Mr. Copen added that maintaining a customer’s desired part surface finish is to a large degree determined by the grinding feed rate and dressing frequency, which also affects wheel life. “If you grind too fast, you are going to load the wheel and need to dress it more. On the other hand, if you grind more slowly and less aggressively to prevent wheel loading, you are going to burn the part surface,” he says.
Once he has determined appropriate grinding and dressing parameters, Mr. Copen relies on Studer integrated software that provides grinding parameters, modules for wheel contact detection and automatic wheel balancing along with other functions that ensure trouble-free grinding. Additionally, the software aids in automated operations through monitoring of wheel wear and the condition of machine components. Because many of the parts that the company grinds are similar, Copen Machine stores, then slightly modifies grinding programs whenever possible to keep part change-overs typically within 2 hours.

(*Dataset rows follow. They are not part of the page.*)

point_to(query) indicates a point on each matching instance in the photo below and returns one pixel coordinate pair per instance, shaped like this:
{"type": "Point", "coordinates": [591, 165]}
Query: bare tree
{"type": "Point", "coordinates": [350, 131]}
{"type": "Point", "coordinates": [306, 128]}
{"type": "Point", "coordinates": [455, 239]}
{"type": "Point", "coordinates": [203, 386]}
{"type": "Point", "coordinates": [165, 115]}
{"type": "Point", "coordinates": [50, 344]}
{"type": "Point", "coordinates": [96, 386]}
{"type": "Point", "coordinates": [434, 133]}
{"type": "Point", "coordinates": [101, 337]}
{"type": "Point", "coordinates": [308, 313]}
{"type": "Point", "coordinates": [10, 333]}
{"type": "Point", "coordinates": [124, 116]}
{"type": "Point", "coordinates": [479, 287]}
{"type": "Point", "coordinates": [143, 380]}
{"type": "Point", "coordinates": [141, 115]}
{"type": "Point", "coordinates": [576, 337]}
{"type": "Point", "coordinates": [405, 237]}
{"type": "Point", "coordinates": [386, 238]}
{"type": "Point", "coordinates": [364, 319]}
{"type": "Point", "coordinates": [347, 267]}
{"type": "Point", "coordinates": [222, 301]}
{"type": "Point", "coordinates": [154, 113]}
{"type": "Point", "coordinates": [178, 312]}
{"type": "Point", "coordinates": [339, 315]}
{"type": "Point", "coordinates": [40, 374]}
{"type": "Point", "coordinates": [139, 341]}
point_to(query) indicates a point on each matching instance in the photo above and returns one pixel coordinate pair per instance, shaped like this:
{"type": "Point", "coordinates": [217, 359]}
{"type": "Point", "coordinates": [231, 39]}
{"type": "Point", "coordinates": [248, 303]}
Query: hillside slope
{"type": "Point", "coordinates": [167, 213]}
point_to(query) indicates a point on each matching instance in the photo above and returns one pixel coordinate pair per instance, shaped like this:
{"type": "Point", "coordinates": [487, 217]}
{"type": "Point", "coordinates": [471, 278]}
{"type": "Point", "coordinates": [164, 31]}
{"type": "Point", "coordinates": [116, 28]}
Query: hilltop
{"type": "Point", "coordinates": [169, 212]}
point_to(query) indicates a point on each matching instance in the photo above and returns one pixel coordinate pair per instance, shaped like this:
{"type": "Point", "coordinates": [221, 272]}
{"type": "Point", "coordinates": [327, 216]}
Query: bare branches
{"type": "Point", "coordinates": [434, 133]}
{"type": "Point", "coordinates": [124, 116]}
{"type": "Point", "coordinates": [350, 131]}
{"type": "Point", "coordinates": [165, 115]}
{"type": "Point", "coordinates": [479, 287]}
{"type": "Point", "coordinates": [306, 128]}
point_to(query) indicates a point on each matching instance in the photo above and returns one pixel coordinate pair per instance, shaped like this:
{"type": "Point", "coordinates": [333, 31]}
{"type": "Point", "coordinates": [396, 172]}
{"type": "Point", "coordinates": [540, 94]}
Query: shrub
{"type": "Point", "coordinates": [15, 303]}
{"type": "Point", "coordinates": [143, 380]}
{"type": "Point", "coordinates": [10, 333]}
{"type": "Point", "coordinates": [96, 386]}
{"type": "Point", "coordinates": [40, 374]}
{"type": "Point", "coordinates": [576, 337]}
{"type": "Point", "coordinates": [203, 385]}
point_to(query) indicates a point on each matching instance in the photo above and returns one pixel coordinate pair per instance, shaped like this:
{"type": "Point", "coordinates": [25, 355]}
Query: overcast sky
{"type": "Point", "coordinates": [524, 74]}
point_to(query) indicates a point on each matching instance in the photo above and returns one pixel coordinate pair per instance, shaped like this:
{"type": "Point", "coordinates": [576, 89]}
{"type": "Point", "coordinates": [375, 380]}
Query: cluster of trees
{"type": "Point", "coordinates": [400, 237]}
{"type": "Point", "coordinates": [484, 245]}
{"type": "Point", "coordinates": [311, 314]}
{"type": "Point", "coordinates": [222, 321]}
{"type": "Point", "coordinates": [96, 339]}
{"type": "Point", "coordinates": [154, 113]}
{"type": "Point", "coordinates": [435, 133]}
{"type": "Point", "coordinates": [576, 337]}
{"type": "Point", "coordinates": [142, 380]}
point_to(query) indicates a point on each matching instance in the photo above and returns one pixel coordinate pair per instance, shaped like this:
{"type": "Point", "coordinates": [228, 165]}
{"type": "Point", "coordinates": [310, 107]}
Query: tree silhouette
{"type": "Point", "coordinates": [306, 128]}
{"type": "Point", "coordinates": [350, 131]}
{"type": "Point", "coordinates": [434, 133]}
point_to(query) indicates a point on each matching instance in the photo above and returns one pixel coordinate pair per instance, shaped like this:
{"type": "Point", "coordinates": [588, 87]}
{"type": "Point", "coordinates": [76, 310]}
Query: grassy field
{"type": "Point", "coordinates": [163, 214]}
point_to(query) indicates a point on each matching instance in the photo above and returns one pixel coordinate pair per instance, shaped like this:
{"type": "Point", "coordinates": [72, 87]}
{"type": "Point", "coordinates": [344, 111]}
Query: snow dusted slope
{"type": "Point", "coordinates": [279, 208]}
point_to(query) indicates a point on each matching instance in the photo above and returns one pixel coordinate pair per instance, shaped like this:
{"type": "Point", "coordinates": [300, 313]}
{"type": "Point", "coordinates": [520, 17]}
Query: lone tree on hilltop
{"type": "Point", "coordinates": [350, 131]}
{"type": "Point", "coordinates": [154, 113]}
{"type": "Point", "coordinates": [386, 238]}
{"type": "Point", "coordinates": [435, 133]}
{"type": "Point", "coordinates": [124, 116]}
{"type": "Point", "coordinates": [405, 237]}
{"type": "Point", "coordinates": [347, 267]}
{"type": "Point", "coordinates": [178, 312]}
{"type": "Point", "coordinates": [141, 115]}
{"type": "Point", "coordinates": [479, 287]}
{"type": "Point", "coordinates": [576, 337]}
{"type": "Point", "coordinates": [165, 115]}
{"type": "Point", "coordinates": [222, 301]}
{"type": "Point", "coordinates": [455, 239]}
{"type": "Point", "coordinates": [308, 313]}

All three of the shop’s grinding machines have in-process gaging that is especially valuable on long production runs. Mr. Copen says that in the company’s high-volume environment the carbide contacts of the in-process gaging system exhibited rapid wear. Installing diamond contacts remedied the problem.
Continuous preventive maintenance, according to Mr. Copen, is imperative when it comes to high-volume, lights-out automated grinding operations. “You can’t skimp on routine maintenance because machines are only as reliable as you keep them,” he says. “Diligent preventive maintenance comes with a cost, but it is something you must do.”
Maintenance activities include daily inspection for dirt and sludge buildup and overall cleanliness of automation grippers and machine coolant. Proper coolant pressure and fill levels are also inspected. Weekly checks should cover automation belts/conveyors and other components, while monthly checks focus on machine lubricants and hydraulics.
Mr. Copen says preventive maintenance is a team effort, with operators performing some of it on a daily basis. “The key is cross training at every level. The automation dictates the volume of production we are able to get, and the maintenance helps us to achieve it.”
Smooth running, trouble-fee automation provides high-volume throughput along with process and part consistency. “Automation has added about 35 percent to our existing capacity,” Mr. Copen says. “We don’t automate to eliminate jobs. We do it to increase capacity and enhance job opportunities. Automation takes the pressure off our machinists so they can focus on quality.”
In addition to producing high volumes of top quality parts quickly, Copen Machine has established procedures that enable it to meet demanding customer delivery requirements, including shipments within 24 hours and servicing of Kanban systems. Mr. Copen says, “It comes down to the ability to produce high-quality components consistently. You can make a million good parts in our niche, but one bad part can cost you a customer.”